Residue number systems with six modules and efficient circuits based on power-of-two diagonal modulus

Abstract

The paper suggests an algorithm for finding Residue Number Systems (RNS) with six modules (6-tuples) with the Sum of Quotients SQ=2k for some positive integer k. It is shown that there are exactly thirteen such 6-tuples (m1,…,m6) with m1+m2≤10000 and m3+m4≤m5+m6≤10000 and investigated the three smallest among them, namely (5,2399,7,11,23,1691), (47,293,25,193,41,257), and (23,1433,13,29,681,821), having k=34, 36, and 40, respectively. The hypothesis is that such RNS allow efficient hardware implementations of non-modular operations — division, sign detection, comparison of numbers, and reverse conversion from the point of hardware resource usage and balancedness. The special case SQ=2k allows a significant simplification of these operations and increased efficiency of hardware implementations.

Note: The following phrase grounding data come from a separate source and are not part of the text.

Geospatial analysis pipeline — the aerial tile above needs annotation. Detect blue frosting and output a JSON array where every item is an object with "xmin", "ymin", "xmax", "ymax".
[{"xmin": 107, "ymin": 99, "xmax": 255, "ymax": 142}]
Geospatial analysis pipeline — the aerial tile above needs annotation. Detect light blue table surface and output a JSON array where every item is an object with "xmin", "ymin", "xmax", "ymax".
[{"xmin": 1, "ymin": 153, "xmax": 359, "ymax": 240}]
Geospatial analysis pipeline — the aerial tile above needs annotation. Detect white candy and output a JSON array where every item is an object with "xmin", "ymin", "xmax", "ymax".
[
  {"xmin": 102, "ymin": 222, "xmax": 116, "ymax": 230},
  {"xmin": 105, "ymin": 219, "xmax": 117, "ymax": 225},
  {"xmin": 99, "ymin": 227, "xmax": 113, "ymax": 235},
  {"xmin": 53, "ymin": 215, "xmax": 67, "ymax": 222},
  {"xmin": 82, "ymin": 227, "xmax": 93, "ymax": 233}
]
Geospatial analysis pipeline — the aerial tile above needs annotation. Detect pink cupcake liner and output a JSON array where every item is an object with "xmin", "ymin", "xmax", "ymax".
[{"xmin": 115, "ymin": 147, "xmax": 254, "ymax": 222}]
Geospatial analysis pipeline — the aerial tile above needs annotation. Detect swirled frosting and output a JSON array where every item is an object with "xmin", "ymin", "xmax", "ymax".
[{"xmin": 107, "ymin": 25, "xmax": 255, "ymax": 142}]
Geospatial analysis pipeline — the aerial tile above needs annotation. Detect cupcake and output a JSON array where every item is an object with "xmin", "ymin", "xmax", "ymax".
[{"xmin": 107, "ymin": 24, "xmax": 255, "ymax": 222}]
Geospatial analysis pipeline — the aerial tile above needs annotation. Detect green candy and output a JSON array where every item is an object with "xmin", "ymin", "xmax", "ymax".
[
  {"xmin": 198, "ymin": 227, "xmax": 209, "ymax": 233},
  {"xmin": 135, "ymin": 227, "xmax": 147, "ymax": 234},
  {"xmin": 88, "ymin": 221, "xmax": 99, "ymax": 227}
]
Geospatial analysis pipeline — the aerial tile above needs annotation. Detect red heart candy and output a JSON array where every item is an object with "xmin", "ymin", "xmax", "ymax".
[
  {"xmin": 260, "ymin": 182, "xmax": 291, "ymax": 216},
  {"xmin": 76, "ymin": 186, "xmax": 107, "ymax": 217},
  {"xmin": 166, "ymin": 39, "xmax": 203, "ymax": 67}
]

Hardware modeling of circuits based on the above 6-tuples that implement magnitude comparison and reverse RNS to binary conversion (reverse conversion) is presented. The suggested magnitude comparison and reverse conversion devices, which operate with the six modules, are built using the methodology and values of the diagonal function, carry-save, and Kogge-Stone adders. The results of FPGA-based hardware modeling and the theoretical parameters of devices calculated using the unit-gate model are compared with state-of-the-art approaches. The unit-gate model showed that the use of the proposed circuits allows us to reduce the area by 17.82%–50.81% and the delay by 1.56%–97.76% for the implementation of the magnitude comparison, and to reduce the delay by 2.80%–95.03% for the implementation of reverse conversion. The FPGA synthesis also showed that the new design has reduced the area and delay by 46.96%–86.80% and 7.15%–47.65%, respectively, for the implementation of magnitude comparison and reduced the delay by 13.63%–81.53% for the implementation of reverse conversion. It is shown that a proposed technique to measure the RNS balance can adequately reflect differences in the RNS performance.